Hagl-Kehl: Die SPD hat in den letzten drei Jahren auf Bundesebene viele Gesetzesvorhaben umgesetzt, die eine klare sozialpolitische Handschrift tragen. Hierbei stand die Entlastung bzw. Unterstützung von Beschäftigten und Familien im Vordergrund. Das zeigt, dass unsere Gesetze direkt bei den Bürgerinnen und Bürgern ankommen.
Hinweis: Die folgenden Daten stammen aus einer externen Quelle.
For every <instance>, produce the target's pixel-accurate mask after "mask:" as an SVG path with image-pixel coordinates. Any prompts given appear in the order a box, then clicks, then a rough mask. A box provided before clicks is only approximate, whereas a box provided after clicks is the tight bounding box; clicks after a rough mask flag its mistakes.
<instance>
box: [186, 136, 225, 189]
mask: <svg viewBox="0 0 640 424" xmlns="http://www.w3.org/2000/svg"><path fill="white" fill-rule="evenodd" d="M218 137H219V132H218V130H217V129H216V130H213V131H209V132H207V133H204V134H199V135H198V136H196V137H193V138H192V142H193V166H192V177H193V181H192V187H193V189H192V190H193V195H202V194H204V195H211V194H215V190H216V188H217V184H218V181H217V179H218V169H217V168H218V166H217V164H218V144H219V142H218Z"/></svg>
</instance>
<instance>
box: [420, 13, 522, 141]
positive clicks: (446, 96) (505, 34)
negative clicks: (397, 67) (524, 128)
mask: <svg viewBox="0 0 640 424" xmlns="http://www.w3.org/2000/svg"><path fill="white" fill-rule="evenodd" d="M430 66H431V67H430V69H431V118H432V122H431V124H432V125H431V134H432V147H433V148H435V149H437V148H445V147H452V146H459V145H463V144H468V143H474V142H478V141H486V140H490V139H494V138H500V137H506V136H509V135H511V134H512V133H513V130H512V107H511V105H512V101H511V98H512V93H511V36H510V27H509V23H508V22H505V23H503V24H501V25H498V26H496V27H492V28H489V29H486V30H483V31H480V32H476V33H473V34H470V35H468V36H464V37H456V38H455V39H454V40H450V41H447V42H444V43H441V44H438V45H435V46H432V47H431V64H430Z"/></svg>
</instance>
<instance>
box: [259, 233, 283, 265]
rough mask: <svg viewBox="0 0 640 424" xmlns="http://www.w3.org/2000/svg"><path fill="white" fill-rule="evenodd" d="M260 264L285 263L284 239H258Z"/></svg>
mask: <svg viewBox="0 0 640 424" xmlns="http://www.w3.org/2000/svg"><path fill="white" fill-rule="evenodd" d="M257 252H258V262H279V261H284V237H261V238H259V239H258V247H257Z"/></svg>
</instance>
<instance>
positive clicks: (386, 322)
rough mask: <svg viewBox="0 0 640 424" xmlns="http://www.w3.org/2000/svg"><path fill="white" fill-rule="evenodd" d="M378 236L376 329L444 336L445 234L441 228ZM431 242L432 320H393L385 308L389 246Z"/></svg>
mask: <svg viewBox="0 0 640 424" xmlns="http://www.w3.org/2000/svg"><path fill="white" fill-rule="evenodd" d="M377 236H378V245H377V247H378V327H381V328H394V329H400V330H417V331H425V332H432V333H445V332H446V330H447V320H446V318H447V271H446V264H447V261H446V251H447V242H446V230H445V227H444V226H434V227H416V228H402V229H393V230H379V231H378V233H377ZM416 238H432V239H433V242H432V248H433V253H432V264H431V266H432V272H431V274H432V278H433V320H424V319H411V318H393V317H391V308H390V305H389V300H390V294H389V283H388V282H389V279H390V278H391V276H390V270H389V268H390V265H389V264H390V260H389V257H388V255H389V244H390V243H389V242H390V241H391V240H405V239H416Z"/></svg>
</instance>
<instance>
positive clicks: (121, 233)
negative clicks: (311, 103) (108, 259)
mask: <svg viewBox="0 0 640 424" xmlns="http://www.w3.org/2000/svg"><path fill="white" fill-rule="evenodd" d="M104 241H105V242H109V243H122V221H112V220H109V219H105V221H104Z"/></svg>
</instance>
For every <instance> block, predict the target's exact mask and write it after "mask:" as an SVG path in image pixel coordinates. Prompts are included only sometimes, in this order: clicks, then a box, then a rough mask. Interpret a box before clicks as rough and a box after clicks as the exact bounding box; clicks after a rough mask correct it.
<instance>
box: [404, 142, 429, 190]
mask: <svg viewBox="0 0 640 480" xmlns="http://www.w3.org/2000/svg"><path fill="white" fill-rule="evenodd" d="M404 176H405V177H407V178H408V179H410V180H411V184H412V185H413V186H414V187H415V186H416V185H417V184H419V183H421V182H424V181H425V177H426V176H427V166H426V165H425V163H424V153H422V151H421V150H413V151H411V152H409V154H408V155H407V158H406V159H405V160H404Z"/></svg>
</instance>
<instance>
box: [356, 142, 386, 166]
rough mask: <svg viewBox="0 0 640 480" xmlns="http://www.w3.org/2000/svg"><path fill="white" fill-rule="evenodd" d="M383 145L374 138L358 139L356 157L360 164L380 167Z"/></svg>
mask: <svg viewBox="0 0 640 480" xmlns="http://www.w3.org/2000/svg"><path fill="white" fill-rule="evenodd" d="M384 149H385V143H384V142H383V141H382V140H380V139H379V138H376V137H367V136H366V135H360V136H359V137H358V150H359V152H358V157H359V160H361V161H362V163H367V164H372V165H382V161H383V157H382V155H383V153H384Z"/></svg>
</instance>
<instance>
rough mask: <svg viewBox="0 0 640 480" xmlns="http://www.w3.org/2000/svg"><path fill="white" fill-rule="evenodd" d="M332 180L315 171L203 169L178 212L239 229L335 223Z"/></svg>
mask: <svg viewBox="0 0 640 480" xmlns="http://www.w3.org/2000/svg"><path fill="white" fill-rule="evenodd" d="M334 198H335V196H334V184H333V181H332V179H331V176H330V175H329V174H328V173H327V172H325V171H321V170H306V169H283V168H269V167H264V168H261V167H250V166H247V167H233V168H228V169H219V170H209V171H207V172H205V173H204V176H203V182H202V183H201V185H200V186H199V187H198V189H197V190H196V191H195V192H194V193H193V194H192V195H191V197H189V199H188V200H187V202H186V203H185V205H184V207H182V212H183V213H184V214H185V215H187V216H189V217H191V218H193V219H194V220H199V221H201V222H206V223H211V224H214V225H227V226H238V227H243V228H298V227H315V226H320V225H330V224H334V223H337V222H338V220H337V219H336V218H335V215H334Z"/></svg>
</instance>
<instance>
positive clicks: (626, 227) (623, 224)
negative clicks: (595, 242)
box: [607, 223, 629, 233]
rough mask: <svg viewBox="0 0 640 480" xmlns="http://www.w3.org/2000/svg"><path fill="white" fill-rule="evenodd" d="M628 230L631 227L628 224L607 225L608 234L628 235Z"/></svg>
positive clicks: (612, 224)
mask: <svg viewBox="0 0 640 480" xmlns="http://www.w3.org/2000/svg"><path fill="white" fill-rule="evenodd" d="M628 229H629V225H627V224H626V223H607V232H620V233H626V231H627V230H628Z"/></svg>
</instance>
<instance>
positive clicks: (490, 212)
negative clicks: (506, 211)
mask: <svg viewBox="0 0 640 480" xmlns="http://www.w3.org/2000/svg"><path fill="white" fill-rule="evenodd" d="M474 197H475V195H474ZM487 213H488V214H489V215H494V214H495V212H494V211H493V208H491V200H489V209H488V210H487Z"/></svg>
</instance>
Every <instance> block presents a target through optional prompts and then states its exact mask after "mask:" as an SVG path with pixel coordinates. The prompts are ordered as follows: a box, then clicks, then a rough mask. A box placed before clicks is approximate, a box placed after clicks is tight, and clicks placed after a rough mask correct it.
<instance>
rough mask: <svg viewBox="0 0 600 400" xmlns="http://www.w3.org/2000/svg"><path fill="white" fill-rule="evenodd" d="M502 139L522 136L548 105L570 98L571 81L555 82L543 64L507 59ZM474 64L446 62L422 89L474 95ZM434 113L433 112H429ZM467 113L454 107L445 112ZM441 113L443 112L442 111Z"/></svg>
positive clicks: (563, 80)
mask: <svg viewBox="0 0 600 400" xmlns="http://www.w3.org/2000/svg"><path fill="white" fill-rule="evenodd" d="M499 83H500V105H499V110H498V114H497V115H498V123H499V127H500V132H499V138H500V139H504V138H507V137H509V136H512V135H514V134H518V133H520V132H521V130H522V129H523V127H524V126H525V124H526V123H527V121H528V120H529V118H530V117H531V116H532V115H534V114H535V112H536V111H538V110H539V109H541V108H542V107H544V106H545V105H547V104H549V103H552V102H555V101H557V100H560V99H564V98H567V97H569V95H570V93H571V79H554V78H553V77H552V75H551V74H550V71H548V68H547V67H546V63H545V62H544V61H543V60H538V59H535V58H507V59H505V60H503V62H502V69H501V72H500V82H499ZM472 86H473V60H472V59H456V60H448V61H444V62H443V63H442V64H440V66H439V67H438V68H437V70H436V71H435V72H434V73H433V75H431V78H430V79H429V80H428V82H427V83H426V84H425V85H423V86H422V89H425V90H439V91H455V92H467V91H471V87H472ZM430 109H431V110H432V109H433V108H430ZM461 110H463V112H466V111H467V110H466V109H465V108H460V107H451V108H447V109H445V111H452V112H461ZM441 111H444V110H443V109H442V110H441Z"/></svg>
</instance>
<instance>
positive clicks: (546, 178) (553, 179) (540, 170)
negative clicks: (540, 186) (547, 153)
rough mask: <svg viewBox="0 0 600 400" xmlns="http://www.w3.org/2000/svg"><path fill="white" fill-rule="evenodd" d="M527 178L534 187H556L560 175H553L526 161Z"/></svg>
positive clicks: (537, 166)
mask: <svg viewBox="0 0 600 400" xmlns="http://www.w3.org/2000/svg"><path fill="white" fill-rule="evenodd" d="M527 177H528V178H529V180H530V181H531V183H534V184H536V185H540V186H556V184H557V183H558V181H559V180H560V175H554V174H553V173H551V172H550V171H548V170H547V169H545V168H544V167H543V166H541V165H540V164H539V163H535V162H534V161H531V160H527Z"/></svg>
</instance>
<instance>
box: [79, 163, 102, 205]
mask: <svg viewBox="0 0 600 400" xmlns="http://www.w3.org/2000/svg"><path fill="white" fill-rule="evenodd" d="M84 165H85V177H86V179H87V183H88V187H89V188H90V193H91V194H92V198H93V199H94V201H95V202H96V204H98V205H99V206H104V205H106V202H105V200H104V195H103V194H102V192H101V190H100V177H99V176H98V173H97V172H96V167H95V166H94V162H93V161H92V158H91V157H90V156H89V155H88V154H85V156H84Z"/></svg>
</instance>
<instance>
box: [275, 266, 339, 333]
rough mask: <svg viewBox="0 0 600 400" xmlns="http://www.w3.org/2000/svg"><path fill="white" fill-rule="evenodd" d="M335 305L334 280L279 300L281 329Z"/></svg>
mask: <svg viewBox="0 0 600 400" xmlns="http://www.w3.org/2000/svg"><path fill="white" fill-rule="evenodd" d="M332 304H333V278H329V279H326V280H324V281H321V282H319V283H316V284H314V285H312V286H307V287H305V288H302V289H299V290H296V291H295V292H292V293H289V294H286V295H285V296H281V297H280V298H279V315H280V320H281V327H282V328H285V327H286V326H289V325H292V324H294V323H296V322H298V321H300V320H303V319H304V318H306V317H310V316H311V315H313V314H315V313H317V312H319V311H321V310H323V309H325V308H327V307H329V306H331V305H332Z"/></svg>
Flisek: Die SPD ist auf dem richtigen Weg. Nicht erst seit Beginn der Coronakrise ist die SPD der Motor der Bundesregierung und hat großen Anteil daran, dass wir bisher verhältnismäßig gut durch die Krise gekommen sind. Viele wichtige Impulse zur Krisenbewältigung wie etwa die Ausweitung und Verlängerung des Kurzarbeitergeldes, den Kinderbonus oder die finanzielle Unterstützung der Kommunen durch die Übernahme der Gewerbesteuerausfälle durch den Bund tragen eindeutig eine sozialdemokratische Handschrift. Die frühzeitige Nominierung von Olaf Scholz als Kanzlerkandidat war eine strategisch gute Entscheidung und ist ein Signal für die neue Geschlossenheit innerhalb der Parteiführung. Jetzt gilt es, gemeinsam mit dem Spitzenkandidaten ein überzeugendes Programm und eine gute Kampagne für die Bundestagswahl im nächsten Jahr zu erarbeiten.
Laut Umfrage- und Wahlergebnissen befindet sich die einstige Volkspartei augenscheinlich auf dem absteigenden Ast. Ist ihr Ende noch abwendbar? Und wenn ja: Wie?
Hagl-Kehl: Gerade in der Coronakrise wurde sichtbar, dass die SPD handlungsfähig ist. Als Teil der Regierung haben wir ein Paket von Maßnahmen auf den Weg gebracht, das in Umfang und Geschwindigkeit der Umsetzung in der Geschichte der Bundesrepublik beispiellos ist. Es ist uns gelungen, Arbeitsplätze und Ausbildungen zu sichern. Ich freue mich, dass Olaf Scholz unser Kanzlerkandidat ist, denn er hat wie kein anderer Deutschland in der Krise gelenkt. Dass die Bürgerinnen und Bürger auf ihn als Regierungschef zählen können, hat er allemal bewiesen!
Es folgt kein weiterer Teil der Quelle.